Unit 2 - Practice Quiz

INT395 49 Questions
0 Correct 0 Wrong 49 Left
0/49

1 In the context of supervised learning, what distinguishes a classification problem from a regression problem?

A. The training data is unlabeled.
B. The target variable is categorical or discrete.
C. The input variables are continuous.
D. The target variable is continuous.

2 Which scikit-learn method is primarily used to train a classifier on a dataset ?

A. model.transform(X, y)
B. model.fit(X, y)
C. model.predict(X, y)
D. model.score(X, y)

3 What is the standard shape of the input matrix expected by scikit-learn classifiers?

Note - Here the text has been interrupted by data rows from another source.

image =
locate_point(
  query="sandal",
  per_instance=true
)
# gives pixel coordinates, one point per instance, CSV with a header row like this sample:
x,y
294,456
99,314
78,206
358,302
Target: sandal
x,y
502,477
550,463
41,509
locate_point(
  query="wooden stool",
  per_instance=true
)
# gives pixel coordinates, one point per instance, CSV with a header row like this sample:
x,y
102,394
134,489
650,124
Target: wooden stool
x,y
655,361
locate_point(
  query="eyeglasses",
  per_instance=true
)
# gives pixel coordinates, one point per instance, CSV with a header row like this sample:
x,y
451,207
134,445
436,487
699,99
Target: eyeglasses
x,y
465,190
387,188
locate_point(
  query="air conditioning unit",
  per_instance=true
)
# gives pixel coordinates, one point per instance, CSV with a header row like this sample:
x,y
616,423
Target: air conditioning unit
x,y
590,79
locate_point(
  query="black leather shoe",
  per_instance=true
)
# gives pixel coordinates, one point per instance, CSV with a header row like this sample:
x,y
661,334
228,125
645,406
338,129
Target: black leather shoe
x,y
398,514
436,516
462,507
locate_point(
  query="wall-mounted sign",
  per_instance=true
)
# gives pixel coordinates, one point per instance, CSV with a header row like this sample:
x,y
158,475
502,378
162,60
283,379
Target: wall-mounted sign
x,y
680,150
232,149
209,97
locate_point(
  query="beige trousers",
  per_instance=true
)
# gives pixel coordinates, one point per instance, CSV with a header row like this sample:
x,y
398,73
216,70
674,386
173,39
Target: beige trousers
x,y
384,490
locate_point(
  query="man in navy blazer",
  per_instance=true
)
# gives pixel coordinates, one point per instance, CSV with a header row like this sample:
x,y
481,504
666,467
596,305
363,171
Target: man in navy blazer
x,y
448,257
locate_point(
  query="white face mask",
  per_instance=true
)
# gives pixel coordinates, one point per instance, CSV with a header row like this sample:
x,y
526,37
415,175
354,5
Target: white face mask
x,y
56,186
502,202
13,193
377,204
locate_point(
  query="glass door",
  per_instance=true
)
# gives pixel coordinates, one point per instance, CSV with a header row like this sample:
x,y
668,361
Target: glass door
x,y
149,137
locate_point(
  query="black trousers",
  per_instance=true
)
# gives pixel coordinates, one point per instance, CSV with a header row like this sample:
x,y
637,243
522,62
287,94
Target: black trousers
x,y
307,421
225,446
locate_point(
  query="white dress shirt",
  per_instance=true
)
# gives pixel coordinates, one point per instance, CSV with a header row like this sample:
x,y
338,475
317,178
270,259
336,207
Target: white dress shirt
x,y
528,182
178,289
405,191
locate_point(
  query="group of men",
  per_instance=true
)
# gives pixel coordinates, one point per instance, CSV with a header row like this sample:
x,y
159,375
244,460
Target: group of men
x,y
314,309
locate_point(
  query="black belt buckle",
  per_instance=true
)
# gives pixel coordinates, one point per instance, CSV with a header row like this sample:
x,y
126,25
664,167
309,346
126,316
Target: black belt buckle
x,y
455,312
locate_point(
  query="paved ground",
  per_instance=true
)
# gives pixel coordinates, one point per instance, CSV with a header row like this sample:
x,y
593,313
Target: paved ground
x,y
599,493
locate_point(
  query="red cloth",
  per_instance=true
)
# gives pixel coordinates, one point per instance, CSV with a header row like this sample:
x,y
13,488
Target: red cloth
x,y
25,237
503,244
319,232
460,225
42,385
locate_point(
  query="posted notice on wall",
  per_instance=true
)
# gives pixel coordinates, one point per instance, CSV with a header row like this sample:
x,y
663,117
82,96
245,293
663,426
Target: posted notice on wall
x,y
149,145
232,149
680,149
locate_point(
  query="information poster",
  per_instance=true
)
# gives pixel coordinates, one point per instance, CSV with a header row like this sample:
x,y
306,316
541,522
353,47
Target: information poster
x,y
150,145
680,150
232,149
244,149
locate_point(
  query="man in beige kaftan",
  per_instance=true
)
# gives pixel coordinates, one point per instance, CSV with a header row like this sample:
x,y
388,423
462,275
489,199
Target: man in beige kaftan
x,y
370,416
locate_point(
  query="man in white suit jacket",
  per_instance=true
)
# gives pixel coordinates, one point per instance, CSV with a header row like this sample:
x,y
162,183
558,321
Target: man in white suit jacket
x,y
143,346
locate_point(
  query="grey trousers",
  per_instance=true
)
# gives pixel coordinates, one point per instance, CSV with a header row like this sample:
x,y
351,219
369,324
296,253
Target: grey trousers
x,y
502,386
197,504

A. (n_features, n_classes)
B. (n_samples, n_samples)
C. (n_samples, n_features)
D. (n_features, n_samples)

4 Which of the following metrics is defined as the ratio of correctly predicted observations to the total observations?

A. Accuracy
B. Precision
C. F1-Score
D. Recall

5 In a Confusion Matrix, what does a False Positive (FP) represent?

A. The model predicted Negative, and the actual class was Positive.
B. The model predicted Positive, and the actual class was Positive.
C. The model predicted Negative, and the actual class was Negative.
D. The model predicted Positive, but the actual class was Negative.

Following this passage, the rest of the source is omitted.